Operations researchers cast their analytical eyes on an emotional issue


By Peter Horner
Editor, OR/MS Today



Is affirmative action a reasonable and much needed policy designed to make more jobs and higher education opportunities available to certain disadvantaged people, or is it a system of blatant preferential treatment by gender and race that, however well intentioned, does more harm than good?

The long-simmering affirmative action debate has heated up of late as election-year politics combined with a re-examination by the court system has thrust the issue back on the front burner. While emotions have tended to dominate the public debate so far, a panel of operations researchers and management scientists cast their analytical eyes on affirmative action during a standing-room-only session at the recent INFORMS national meeting in Washington, D.C. ("Affirmative Analysis," OR/MS Today, April 1996).

The session, organized by Arnold Barnett of MIT, offered evidence that operations research can, indeed, shed some much needed light on the affirmative action debate. Jonathan Caulkins of Carnegie Mellon University presented a case in favor of affirmative action. Barnett presented a case in opposition to affirmative action. Public policy expert Harold Pollack of Yale University analyzed arguments from both sides of the issue. Ed Kaplan of Yale and Linda Green of Columbia University completed the panel and commented briefly on the value of injecting OR into the affirmative action debate.

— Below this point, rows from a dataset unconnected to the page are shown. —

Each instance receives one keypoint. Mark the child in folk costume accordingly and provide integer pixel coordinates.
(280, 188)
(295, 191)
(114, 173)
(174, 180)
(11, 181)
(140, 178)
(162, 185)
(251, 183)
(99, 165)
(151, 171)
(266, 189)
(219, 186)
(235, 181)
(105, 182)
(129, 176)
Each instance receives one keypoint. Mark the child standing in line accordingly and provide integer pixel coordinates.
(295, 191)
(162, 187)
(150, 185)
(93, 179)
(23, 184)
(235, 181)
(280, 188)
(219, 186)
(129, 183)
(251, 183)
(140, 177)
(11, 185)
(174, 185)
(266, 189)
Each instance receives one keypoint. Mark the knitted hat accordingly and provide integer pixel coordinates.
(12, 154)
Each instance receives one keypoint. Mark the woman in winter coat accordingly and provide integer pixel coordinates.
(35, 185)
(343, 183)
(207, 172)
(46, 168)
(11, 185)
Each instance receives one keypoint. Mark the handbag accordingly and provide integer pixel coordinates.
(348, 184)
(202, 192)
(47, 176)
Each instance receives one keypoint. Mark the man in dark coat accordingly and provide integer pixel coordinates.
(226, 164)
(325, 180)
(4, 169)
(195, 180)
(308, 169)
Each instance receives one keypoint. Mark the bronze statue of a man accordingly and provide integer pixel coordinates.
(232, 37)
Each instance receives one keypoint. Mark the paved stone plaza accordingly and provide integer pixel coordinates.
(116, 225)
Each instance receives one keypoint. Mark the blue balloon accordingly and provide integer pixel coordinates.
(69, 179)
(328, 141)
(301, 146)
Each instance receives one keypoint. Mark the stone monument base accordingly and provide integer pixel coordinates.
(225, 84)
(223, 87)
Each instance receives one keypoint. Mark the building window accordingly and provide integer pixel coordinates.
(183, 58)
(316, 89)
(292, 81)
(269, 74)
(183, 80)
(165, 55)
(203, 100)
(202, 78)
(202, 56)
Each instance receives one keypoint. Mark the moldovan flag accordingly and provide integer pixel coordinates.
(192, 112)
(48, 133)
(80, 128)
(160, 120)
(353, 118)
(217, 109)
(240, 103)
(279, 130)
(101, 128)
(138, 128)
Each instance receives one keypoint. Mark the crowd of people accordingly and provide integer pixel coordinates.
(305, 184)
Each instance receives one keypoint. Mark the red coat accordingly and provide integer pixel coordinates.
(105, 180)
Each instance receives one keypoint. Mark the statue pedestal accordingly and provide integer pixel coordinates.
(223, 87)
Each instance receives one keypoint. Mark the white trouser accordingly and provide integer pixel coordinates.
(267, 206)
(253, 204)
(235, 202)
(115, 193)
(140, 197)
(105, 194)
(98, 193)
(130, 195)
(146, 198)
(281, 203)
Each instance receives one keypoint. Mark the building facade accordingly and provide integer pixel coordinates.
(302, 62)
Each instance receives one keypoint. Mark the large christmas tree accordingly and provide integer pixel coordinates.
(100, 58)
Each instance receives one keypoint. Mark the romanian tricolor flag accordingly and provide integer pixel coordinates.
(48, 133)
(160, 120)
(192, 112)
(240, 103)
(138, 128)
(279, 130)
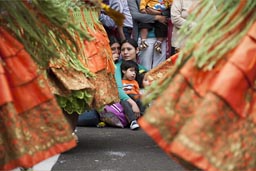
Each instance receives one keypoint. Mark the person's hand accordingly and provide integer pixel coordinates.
(161, 19)
(135, 107)
(152, 11)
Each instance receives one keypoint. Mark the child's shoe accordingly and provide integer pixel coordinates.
(157, 46)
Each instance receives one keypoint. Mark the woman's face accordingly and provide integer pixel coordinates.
(115, 47)
(128, 51)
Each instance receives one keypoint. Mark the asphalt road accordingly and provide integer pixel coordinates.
(115, 149)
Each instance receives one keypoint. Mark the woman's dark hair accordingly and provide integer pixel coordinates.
(129, 64)
(112, 40)
(140, 78)
(130, 41)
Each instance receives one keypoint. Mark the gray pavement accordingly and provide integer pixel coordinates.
(115, 149)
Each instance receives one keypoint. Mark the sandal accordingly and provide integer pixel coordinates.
(157, 47)
(143, 45)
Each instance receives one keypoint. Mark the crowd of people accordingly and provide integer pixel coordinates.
(78, 59)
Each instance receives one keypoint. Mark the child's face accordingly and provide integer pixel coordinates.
(146, 82)
(129, 74)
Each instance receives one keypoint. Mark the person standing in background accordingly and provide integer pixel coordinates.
(125, 31)
(148, 58)
(179, 14)
(161, 7)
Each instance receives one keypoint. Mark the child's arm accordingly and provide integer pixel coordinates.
(153, 11)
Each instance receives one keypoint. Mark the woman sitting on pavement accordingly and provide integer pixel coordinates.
(129, 51)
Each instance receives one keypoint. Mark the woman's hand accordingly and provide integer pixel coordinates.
(135, 107)
(152, 11)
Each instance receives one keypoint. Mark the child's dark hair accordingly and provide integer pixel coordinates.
(140, 78)
(130, 41)
(126, 64)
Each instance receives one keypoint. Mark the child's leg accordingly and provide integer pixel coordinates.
(143, 33)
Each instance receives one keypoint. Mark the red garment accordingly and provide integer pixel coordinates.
(208, 119)
(131, 87)
(32, 127)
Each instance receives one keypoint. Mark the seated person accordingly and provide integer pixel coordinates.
(131, 87)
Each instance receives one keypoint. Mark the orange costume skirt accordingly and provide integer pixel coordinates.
(207, 120)
(32, 126)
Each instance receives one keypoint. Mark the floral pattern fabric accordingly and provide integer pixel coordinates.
(32, 127)
(208, 119)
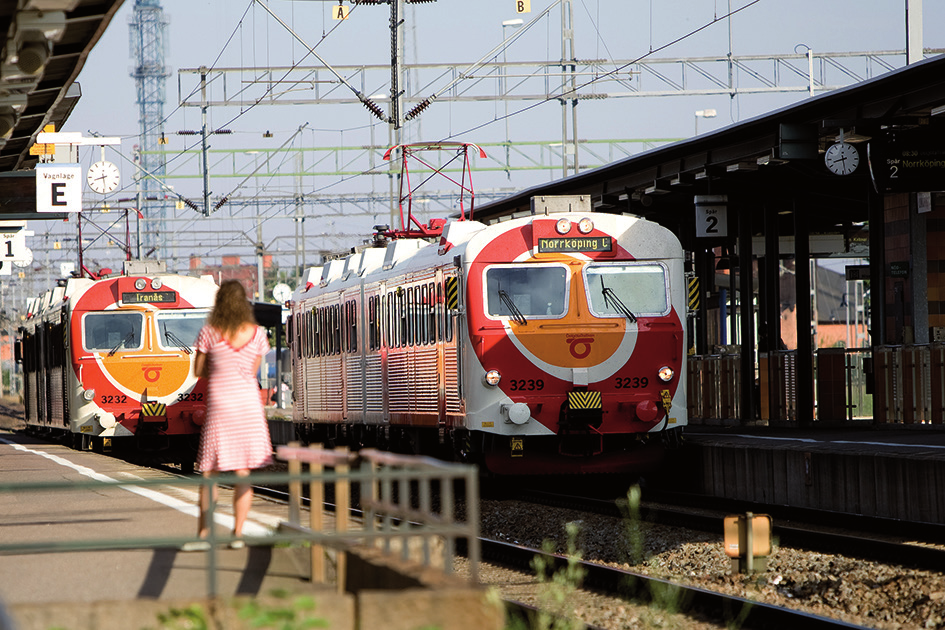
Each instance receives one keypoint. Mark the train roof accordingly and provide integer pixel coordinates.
(646, 239)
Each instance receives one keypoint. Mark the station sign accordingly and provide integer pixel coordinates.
(857, 272)
(711, 215)
(58, 187)
(908, 162)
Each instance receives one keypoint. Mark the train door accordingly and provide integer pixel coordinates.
(453, 346)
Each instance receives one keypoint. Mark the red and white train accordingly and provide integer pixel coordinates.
(550, 344)
(108, 363)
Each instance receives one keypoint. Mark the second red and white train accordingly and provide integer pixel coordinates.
(550, 344)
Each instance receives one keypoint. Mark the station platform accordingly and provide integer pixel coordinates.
(37, 588)
(44, 584)
(888, 472)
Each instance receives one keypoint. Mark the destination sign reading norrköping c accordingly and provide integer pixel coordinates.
(575, 244)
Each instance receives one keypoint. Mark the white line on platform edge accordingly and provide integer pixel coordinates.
(251, 527)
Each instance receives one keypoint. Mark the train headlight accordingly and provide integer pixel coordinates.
(563, 226)
(492, 378)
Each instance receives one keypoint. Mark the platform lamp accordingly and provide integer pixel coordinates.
(747, 541)
(704, 113)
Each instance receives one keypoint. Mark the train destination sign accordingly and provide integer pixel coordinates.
(575, 244)
(149, 297)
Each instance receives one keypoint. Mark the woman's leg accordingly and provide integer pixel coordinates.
(203, 522)
(242, 500)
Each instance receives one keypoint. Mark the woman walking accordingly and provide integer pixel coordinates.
(235, 435)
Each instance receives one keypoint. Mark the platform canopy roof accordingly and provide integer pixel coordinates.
(773, 158)
(44, 46)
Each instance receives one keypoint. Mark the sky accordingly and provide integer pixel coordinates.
(241, 34)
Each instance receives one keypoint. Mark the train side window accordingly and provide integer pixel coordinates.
(431, 312)
(336, 329)
(372, 322)
(319, 332)
(352, 326)
(408, 317)
(449, 310)
(401, 318)
(439, 312)
(312, 333)
(391, 325)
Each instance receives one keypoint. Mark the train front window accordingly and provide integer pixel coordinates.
(520, 291)
(627, 290)
(178, 330)
(112, 331)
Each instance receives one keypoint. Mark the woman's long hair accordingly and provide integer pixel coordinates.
(231, 309)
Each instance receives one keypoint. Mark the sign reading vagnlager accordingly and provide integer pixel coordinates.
(576, 244)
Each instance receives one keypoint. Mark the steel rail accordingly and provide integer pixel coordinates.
(793, 527)
(626, 584)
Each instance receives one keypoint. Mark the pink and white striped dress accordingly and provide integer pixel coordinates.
(235, 435)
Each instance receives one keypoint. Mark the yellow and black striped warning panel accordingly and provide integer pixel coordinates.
(153, 409)
(667, 399)
(518, 447)
(452, 292)
(584, 400)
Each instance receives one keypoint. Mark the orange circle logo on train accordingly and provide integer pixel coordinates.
(131, 372)
(579, 346)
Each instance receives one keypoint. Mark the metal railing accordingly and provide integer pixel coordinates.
(375, 470)
(841, 385)
(910, 384)
(396, 493)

At the request of OR/MS Today, the three primary panelists -- Caulkins, Barnett and Pollack -- agreed to author essays based on their Washington presentations in order to open this critical debate to further analysis. The three contributors wrote their essays independently, that is, they did not attempt to anticipate or respond to particular points made by the other two.

It is also important to note that the participants were defending particular positions in a debate, positions which do not necessarily correspond to their full views on affirmative action. For example, Barnett stated in advance of the session that he would be "comfortable" taking either side (OR/MS Today, April 1996).

Barnett encouraged audience participation (and there was plenty) in Washington and that same invitation is extended here. Reader response, including letters to the editor and less formal comments, are welcome. Send correspondence to the Editor, OR/MS Today, 2555 Cumberland Parkway, Suite 299, Atlanta, Ga., 30339; e-mail: horner@lionhrtpub.com.

Now that the subject of affirmative action is out on the OR/MS table, where do we go from here? Does the debate suggest that OR has a comparative advantage in this area? What would have been different if three professionals in other fields had debated the topic? Are there weapons in the OR arsenal that could have been potent here but weren't used in the debate?

Clearly, the debate demonstrates that the OR/MS community has an opportunity, if not an obligation, to address the biggest problems that confront the country, even if those problems don't appear to fit the classic OR/MS modeling mold. The debate also shows that it is possible, indeed preferable, to base important public policy decisions not on emotional rhetoric and unsupported opinions but on empirical evidence and careful analysis -- the essence of operations research.